This drawing was created relatively early in Picasso's career: it was completed in 1903 and he was born in 1881. It is, perhaps due to its subject matter - a woman having "relations" with a fish - one of his less famous and least talked about drawings.
Nevertheless, it is an important part of his oeuvre. Its bold lines and recognisable yet strong and larger than life figures mark The Mackerel out as an Expressionist work of art.
This is unsurprising because Picasso is one of the world's most famous Expressionist artists (though it is worth noting that Expressionism did not begin in Picasso's native Spain but rather in Germany at the beginning of the 20th century).
One of the other artworks by Picasso that it is most tempting to compare The Mackerel to is his 1934 drawing of a woman whose "personal attributes" take the form of a giant fish, which is often also called 'The Mackerel'. In both the 1903 sketch and the 1934 drawing, Picasso places great focus on the fish's tongue.
Art critics have speculated that the 1934 version of The Mackerel, which is more detailed, is a richly symbolic, allegorical piece. In this drawing, the eponymous mackerel is depicted drinking blood, which some commentators have speculated is a reference to Christ and Mary Magdalene and the Christian practice of taking communion.
The Mackerel is by no means the only quirky, unconventional sketch by Pablo Picasso. Throughout his career (which ended with his death in 1973 in France), Picasso sketched numerous different human and animal forms. Other sketches include a drawing of a dog using just a few lines.

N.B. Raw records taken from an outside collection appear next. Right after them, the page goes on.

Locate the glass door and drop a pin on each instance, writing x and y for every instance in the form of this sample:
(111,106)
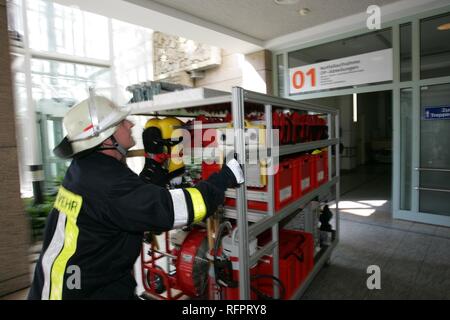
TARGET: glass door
(434,170)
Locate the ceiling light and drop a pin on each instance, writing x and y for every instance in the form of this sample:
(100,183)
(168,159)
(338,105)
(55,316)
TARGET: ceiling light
(445,26)
(285,2)
(304,11)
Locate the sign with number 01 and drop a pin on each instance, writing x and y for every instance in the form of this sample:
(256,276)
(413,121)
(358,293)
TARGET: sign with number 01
(360,69)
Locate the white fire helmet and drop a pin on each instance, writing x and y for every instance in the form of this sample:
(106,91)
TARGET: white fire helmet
(88,124)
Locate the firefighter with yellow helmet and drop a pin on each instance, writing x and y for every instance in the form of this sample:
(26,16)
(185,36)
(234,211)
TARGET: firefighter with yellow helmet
(94,232)
(163,151)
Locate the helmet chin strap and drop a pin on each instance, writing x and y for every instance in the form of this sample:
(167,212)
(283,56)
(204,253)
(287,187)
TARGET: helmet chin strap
(115,146)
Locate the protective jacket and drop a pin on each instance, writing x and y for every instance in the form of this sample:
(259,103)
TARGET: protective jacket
(94,233)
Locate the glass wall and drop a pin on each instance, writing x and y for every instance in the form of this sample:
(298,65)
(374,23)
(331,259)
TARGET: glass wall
(430,94)
(435,149)
(405,52)
(406,111)
(70,51)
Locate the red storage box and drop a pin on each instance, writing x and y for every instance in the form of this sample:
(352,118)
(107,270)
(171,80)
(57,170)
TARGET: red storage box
(296,260)
(302,173)
(284,181)
(319,169)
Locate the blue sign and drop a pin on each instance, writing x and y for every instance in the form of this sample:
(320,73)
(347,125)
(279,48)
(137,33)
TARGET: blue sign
(437,113)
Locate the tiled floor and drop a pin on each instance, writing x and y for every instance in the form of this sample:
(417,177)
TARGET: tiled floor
(414,258)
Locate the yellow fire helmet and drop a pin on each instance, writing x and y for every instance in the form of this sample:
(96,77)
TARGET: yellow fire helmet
(163,136)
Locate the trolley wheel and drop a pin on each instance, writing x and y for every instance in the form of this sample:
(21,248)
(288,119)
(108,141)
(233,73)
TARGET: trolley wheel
(155,282)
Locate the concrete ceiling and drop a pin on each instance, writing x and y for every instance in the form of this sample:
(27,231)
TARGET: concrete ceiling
(250,25)
(264,19)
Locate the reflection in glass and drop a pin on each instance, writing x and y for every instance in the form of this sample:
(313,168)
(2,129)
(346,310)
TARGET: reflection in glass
(405,52)
(435,150)
(405,148)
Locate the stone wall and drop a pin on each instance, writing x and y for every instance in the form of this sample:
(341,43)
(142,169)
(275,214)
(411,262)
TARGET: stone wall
(252,71)
(14,228)
(174,56)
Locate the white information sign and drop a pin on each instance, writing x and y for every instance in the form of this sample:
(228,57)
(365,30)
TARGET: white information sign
(360,69)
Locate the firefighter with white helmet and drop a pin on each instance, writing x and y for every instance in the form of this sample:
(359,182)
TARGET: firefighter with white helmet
(93,234)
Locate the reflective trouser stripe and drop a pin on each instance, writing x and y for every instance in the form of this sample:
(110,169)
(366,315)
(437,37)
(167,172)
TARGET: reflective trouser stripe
(59,267)
(51,253)
(198,204)
(180,210)
(69,206)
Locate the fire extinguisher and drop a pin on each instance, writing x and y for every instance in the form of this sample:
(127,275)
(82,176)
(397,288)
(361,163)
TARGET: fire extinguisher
(226,268)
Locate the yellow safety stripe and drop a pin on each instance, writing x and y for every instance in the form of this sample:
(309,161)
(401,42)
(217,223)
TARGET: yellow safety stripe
(67,203)
(198,203)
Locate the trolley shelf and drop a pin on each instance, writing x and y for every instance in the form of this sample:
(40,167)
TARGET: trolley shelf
(300,147)
(322,258)
(252,223)
(252,216)
(268,222)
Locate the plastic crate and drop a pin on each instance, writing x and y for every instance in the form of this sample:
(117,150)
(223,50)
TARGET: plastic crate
(284,181)
(302,173)
(319,168)
(296,260)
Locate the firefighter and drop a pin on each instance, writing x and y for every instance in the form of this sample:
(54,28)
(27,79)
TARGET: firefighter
(161,139)
(94,232)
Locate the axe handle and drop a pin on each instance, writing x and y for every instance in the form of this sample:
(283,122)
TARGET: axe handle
(136,153)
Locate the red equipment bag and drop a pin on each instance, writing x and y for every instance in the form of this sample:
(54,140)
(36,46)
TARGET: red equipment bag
(296,260)
(319,169)
(284,182)
(302,172)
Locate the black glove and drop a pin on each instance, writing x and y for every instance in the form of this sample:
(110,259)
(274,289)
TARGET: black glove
(154,173)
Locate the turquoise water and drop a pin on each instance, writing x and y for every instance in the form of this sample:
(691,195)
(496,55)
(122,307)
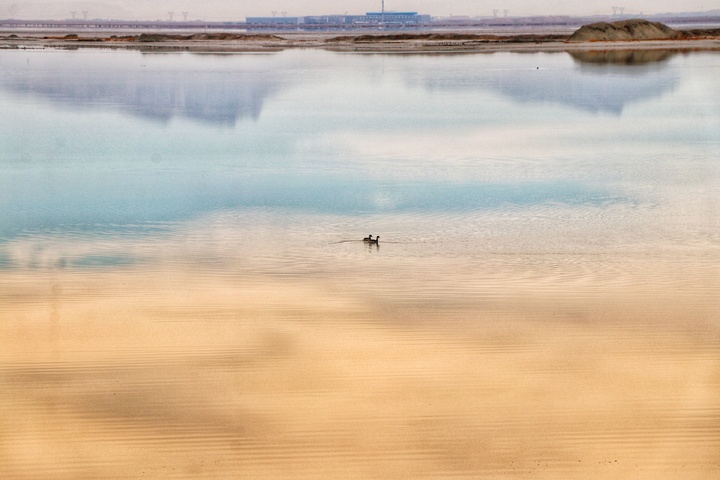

The Mackerel is perhaps most interesting because it depicts the meeting point of human and animal forms at an early stage in Picasso's career. Perhaps for Picasso this is precisely where the controversial element lay: in the breaking of taboos and the blurring of boundaries. The Mackerel is a work that will appeal to lovers of this type of art and anyone who is interested in discovering more about the life and times of Pablo Picasso.